Published in the European journal, Earth System Dynamics, the study found out that since the 1980s, the elevated CO2 levels in the atmosphere, irrigation and nitrogen fertilisers have increased wheat production by 22 Mega Tonne (MT), which translates to a 30% rise. But at the same time, rising temperatures have reduced production by 13 MT (18%). These effects vary across the country, thereby affecting production at regional scales.
“Atmospheric CO2 and temperature have contrasting effects on the production. More CO2 in the atmosphere caused the wheat production to go up. This effect is known as CO2 fertilisation. However, more CO2 in the atmosphere also caused global warming and the increasing temperatures have had a negative effect on the wheat production,” stated Somnath Baidya Roy of IIT-Delhi’s Centre for Atmospheric Sciences.

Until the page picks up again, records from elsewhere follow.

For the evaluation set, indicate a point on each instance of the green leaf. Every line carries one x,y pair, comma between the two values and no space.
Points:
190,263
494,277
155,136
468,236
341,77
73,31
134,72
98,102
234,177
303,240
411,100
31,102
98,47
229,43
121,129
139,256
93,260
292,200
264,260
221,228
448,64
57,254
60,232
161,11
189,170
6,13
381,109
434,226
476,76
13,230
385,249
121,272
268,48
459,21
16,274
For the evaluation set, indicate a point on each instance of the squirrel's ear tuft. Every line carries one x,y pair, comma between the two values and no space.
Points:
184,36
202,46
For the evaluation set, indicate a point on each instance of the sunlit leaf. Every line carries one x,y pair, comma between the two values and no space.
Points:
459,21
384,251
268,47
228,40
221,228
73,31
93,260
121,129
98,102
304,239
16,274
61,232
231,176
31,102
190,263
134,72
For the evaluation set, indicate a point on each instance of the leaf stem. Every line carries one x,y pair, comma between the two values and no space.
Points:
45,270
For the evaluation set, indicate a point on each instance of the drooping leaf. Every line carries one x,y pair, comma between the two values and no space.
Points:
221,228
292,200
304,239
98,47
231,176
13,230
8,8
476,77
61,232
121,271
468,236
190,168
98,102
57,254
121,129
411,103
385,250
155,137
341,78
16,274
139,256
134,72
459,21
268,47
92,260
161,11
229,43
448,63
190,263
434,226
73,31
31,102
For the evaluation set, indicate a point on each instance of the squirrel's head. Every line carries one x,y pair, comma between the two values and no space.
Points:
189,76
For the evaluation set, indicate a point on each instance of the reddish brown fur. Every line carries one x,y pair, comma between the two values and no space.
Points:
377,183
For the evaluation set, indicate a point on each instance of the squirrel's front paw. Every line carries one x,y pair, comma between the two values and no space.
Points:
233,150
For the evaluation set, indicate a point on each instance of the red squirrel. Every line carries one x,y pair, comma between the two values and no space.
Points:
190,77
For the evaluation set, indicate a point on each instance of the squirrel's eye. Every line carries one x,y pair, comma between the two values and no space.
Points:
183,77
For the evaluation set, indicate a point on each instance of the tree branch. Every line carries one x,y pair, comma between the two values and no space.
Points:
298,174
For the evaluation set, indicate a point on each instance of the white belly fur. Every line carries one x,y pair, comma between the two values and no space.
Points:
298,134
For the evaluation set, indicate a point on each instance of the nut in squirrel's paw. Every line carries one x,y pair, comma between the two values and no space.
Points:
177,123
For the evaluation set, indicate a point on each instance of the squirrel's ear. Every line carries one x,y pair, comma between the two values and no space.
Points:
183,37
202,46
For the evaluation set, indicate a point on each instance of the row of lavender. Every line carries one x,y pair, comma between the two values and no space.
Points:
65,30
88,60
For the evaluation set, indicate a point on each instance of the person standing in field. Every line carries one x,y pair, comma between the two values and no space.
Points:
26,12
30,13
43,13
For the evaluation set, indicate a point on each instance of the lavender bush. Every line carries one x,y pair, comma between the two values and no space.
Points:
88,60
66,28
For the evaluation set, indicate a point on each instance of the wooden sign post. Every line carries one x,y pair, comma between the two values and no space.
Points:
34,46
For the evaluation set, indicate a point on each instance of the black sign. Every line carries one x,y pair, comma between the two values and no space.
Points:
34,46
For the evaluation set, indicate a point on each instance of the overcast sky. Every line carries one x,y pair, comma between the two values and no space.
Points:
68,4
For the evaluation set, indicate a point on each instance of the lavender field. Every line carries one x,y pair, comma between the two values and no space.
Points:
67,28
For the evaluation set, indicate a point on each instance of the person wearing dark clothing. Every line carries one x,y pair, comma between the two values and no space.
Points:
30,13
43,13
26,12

He explained that “in nature, there are two-three things happening simultaneously and the ultimate outcome is the net result of multiple things. The strength of our new model is that we can simulate all factors of wheat growth.”
He stated that while so far, the positive effect of increased CO2 is stronger than the negative effect of warming, some idealised experimental studies on crops in the US have suggested that the CO2 fertilisation effect is temporary and global warming will cause the production to decrease in the long run.
“If you continue to add CO2 in the atmosphere, the CO2 fertilisation will stop at some point. We will see a net negative effect by the end of this century,” the IIT-D scientist added.
Roy stated that “the outcomes of the paper unearthed interesting new aspects of regional variability in wheat production that can be useful for building climate change mitigation policies in the context of food security.”